Melinda Wittstock: That’s wonderful. Absolutely wonderful. So Ashley, how can people find you, work with you? I want everybody to check out your Instagram, check out your website, all of that good stuff. And I know you have a very generous offer for our listeners today too. So I want you to explain all about that
Ashley Daly: We do. We do. Well, I just appreciate you allowing me to fly with you, and just all the support that you give towards really supporting fellow female entrepreneurs. So people can visit our website at www.becandylicious.com that’s B-E Candylicious. And in the promotion code section, just put Melinda. It’s not case sensitive. And you’ll get 30% off and free shipping around the U.S. So 30% off outside of the U.S. still, but free shipping applies to U.S. orders only.

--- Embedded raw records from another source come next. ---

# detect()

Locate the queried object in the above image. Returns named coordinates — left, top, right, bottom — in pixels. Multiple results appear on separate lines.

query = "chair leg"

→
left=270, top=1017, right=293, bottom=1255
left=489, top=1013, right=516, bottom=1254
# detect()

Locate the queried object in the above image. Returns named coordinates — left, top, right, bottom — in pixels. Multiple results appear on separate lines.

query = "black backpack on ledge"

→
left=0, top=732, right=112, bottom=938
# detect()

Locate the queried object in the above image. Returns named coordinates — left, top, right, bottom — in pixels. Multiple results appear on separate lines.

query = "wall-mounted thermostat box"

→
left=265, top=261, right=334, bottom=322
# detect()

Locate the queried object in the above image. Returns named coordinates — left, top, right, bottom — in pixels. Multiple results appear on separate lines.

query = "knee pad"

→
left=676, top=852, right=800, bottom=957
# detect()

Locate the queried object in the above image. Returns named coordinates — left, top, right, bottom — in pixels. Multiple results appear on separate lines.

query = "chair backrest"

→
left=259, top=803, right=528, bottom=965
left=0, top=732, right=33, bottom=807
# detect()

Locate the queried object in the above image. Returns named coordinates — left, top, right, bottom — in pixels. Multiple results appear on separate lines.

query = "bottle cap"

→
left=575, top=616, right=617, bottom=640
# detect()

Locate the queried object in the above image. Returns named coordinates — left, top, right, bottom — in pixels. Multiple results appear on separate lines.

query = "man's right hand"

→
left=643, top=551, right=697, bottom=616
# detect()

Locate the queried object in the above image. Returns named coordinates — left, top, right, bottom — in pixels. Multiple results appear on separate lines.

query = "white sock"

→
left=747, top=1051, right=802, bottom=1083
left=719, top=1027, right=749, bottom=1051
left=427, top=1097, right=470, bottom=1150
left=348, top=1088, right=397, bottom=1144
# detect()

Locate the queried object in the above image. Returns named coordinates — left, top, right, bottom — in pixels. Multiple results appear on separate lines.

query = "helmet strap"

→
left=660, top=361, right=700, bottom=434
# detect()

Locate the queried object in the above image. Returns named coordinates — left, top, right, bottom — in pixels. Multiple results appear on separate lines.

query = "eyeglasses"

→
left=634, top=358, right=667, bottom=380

You can also find us on Instagram. We’re on Pinterest, Twitter, we’re across. We’re on Facebook. I always tell people visit our website or our Twitter, those are the best places to really experience the brand and see what we have to offer. And then of course the local retailers. And if we’re not in a store, make sure you ask them.
Melinda Wittstock: Yeah, absolutely. Well, we’ll all do that. We’ll thank you so much for putting on your wings and flying with us, and being so authentic about the entrepreneurial journey.
Ashley Daly: Yeah. It was such a pleasure. So thank you so much for the opportunity. This was a great talk. See, I’m already inspired. Now I’m going to go design right after this.
Melinda Wittstock: Oh, that’s wonderful. Oh my goodness. Well, you have to share the outcome of that. I would love to see what you design as a result of being on Wings. Gosh.
Ashley Daly: Yeah. I see wings, like angel wings, and some cookie wings and some-
Melinda Wittstock: Oh yes, please. You can fit me out in all of that. I’m game. That’s wonderful. Ashley, thank you so much.
Ashley Daly: Thank you so much, Melinda. Take care.